Pure Data Centres is putting £24 million into Royal Wootton Bassett, Wiltshire to build what the company says will be the UK’s largest biochar carbon-removal plant. The site has now hosted a visit from a local MP, signaling that biochar, often the quiet cousin in the CDR family, is starting to attract serious capital and political attention in Britain.
Why this matters
The UK has plenty of headlines about direct air capture and engineered removals, but very few operating CDR facilities of any kind on British soil. A £24 million biochar plant is not a megaproject by industrial standards, but for UK carbon removal it is a meaningful step. It also pairs a data centre operator with a durable carbon removal pathway, which is the kind of corporate-buyer-meets-supplier setup the voluntary carbon market has been trying to manufacture for years. Biochar matters because it is one of the few removal methods available today at commercial scale, with a permanence window typically measured in centuries when the material is produced and handled correctly. It sits in a useful middle ground: more durable than most nature-based credits, cheaper than DAC, and powered by a feedstock (waste biomass) that already exists in agricultural and forestry supply chains.
What we know about the project
The basics, drawn from the Business Biscuit report:
- Developer: Pure Data Centres, a UK data centre operator branching into carbon removal.
- Location: Royal Wootton Bassett, Wiltshire.
- Investment: £24 million.
- Claim: Set to become the UK’s largest biochar carbon-removal facility.
- Political profile: A Wiltshire MP has visited the site following the investment announcement. The source material does not give us throughput figures, feedstock sourcing details, expected tonnes of CO2 removed per year, the offtake structure, or which registry will issue credits. Those are the numbers that determine whether this is a serious climate asset or a marketing exercise, and we will be watching for them.
How biochar removal actually works
Biochar is made by heating biomass (wood chips, agricultural residues, sometimes sewage sludge) in a low-oxygen environment, a process called pyrolysis. The carbon in the plant material, which would otherwise return to the atmosphere as the biomass decomposed or was burned, gets locked into a stable charcoal-like solid. That solid can then be applied to soils, used in concrete, or stored. The carbon removal claim depends on three things being true at once:
- The feedstock is genuinely waste or sustainably sourced (not trees cut specifically for the plant).
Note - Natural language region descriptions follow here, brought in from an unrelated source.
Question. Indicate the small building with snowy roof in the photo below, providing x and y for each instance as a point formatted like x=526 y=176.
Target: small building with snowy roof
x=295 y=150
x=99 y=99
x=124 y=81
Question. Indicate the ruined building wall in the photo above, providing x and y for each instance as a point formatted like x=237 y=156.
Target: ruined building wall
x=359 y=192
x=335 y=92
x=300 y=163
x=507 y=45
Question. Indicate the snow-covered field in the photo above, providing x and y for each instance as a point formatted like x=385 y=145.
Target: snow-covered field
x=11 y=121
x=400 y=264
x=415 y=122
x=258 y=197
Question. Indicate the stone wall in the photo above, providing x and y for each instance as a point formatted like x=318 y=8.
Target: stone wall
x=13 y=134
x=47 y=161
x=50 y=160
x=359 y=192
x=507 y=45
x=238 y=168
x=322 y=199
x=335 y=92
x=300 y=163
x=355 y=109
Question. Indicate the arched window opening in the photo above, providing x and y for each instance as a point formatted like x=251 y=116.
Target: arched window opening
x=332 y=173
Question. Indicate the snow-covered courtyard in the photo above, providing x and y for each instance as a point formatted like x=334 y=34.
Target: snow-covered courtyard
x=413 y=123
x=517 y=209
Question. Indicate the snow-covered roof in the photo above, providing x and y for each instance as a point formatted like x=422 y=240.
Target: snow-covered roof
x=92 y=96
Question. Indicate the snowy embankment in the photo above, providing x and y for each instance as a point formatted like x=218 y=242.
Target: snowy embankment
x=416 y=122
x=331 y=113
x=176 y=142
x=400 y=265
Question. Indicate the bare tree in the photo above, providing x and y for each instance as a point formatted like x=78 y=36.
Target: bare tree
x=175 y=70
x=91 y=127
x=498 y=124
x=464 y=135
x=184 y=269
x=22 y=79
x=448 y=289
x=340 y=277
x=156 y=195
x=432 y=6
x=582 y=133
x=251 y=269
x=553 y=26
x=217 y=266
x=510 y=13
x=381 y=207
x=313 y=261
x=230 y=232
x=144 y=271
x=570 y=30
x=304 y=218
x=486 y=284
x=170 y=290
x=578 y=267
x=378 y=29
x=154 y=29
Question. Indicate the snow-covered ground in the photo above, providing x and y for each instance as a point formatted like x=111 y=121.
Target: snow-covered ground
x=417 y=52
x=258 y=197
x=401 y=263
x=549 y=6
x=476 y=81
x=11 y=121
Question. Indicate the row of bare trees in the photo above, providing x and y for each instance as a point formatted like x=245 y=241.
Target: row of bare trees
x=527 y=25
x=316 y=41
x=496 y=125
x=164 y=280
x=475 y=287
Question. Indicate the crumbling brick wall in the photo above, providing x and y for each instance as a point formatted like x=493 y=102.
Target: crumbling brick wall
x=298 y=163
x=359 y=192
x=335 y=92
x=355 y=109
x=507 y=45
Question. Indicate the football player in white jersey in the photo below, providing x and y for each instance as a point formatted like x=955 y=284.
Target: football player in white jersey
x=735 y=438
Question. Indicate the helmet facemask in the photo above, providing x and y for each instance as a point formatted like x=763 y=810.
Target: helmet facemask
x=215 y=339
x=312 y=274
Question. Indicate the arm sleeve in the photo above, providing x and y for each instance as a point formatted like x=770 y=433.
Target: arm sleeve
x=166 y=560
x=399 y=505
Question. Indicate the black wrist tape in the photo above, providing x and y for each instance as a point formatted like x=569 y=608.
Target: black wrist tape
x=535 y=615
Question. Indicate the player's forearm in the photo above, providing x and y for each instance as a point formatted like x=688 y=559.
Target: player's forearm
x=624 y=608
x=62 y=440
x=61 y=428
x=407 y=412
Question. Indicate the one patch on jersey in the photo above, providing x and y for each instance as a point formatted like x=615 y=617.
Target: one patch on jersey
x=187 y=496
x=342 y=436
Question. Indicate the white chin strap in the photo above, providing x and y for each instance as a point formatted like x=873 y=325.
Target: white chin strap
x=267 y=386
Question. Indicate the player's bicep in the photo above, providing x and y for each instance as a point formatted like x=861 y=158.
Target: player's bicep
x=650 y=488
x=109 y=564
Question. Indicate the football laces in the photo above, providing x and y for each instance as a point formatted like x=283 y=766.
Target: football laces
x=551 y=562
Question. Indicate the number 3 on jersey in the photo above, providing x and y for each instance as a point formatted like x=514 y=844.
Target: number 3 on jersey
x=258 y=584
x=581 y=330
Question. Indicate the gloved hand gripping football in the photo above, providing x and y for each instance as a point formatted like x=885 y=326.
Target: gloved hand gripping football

- The pyrolysis process does not leak more emissions than it sequesters.
- The biochar ends up somewhere it will not re-oxidise for a long time. Credible biochar projects can hit durability of 100 to 1,000+ years depending on conditions. Sloppy ones get marked down hard by registries like Puro.earth and Isometric, or rejected outright.
The data centre angle
The fact that a data centre operator is funding this is worth pausing on. Data centres are among the fastest-growing sources of electricity demand globally, driven by AI training and inference workloads. Operators face mounting pressure from corporate customers (and their own net-zero commitments) to address operational emissions they cannot fully eliminate today. Buying credits is one route. Building your own removal capacity is another, and it gives the operator more control over price, quality, and supply. If Pure Data Centres is using this facility partly to supply removals against its own residual emissions, that is a vertical integration play we are likely to see more of from hyperscalers and colocation providers. The important caveat: removals only count as climate progress when they sit on top of aggressive emissions cuts, not as a substitute for them. Data centre operators should be racing to clean grids, more efficient cooling, and load shifting first. CDR is for what is left over.
What we do not know yet
The Business Biscuit piece is essentially an announcement of an MP visit, not a technical deep-dive. Several things remain unclear:
- Tonnes per year: No published figure for annual removal capacity.
- Feedstock: Where the biomass comes from and whether it is genuinely waste-stream.
- Verification: Which carbon standard, if any, will certify the credits.
- End use of biochar: Soil amendment, construction additive, or dedicated storage.
- Timeline: When the plant comes online and reaches full output.
- Price per tonne: Will credits be sold on the voluntary market, retired internally, or both. Until those details land, calling this the UK’s largest biochar facility is a claim worth tracking but not yet a benchmark anyone can audit.
What to watch
If Pure Data Centres publishes a methodology, signs an offtake with a registry, and starts disclosing tonnes delivered, this becomes one of the more interesting UK CDR projects to follow. £24 million is a real commitment, and Wiltshire becoming a node for biochar production would help diversify a UK removals pipeline that is currently very thin. If the project goes quiet after the ribbon-cutting photos, that tells its own story. Either way, biochar is creeping into the British CDR conversation, and that is a development worth noting.